I have a joint density function that is formulated as follows: $$ f_{X,Y}(k,y) = \begin{cases} \frac{\partial{P(X=k, Y\le y)}}{\partial y} = \lambda \frac{(\lambda y)^k}{k!}e^{-2\lambda y} & \text{for } k = 0,1,2,...\text{ and } y \in[0,\infty) \\ 0 & \text{elsewhere.} \end{cases} $$
I have two questions related to this joint probability mass - and density function.
First:
I am supposed to determine the marginal probability mass function of X, but I can't see how this will be done. Calculating the marginal p.m.f. requires that the function is discretely summing the values for y. Doing it continuously worked and I get a correct answer, but I need to do it discretely (p.m.f.). I tried as follows: $$ \sum_{y=0}^{\infty} \lambda \frac{(\lambda y)^k}{k!}e^{-2\lambda y} = \frac{\lambda ^{k+1}}{k!} \sum_{y=0}^{\infty} y^ke^{-2\lambda y} $$
But I couldn't simplify it from there. The answer is that the marginal p.m.f. of X belongs to a geometric distribution with p=0.5. How can this be shown?
Second:
I need to compute E[X | Y = y]. I am trying to use the following approach (the equality follows from a theorem in my litterature):
$$ E[X|Y=y]=\frac{\int\limits_{-\infty}^\infty xf_{X,Y}(x,y)dx}{\int\limits_{-\infty}^\infty f_{X,Y}(x,y)dx} $$ But I can't see how this is the correct approach (I get 0..)
Thanks!
Jam
You have a fundamental misunderstanding of how a marginal distribution is computed. If $X$ is discrete and $Y$ is continuous, then the marginal distribution for $X$ is computed by integrating over the continuous support of $Y$, and the marginal distribution for $Y$ is computed by summing over the discrete support of $X$.

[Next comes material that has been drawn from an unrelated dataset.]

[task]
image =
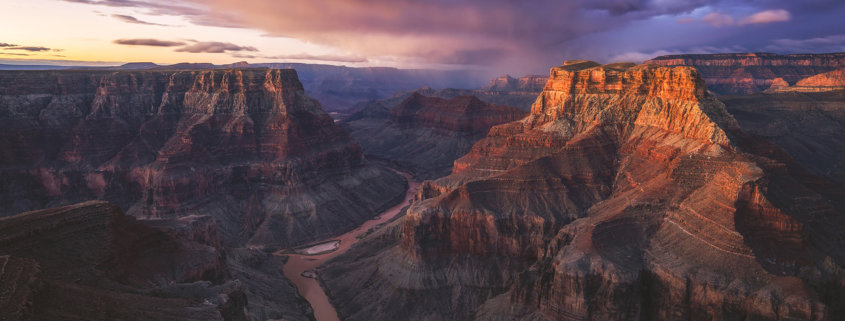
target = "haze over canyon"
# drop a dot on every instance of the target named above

Thus, the correct calculation is $$\Pr[X = k] = \int_{y=0}^\infty \lambda \frac{(\lambda y)^k}{k!} e^{-2\lambda y} \, dy.$$ The marginal density of $Y$ is given by $$f_Y(y) = \sum_{k=0}^\infty \lambda \frac{(\lambda y)^k}{k!} e^{-2\lambda y}.$$ In each case, we integrate or sum over the "other" variable, where the choice of integration or summation follows the type of support that other variable has.

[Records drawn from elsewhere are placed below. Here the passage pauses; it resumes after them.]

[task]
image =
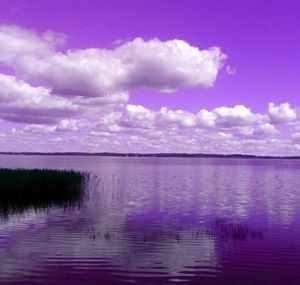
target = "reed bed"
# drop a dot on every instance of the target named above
(21, 189)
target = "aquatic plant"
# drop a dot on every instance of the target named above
(21, 189)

The conditional expectation is easily obtained as $$\mathrm{E}[X \mid Y = y] = \sum_{k=0}^\infty k \Pr[X = k \mid Y = y].$$ All that is needed is to realize that the conditional distribution of $X$ given $Y = y$ is obtained from the definition of conditional probability: $$\Pr[X = k \mid Y = y] f_Y(y) = f_{X,Y}(k,y),$$ which, if you have calculated the marginal density of $Y$, is easy to get and recognize.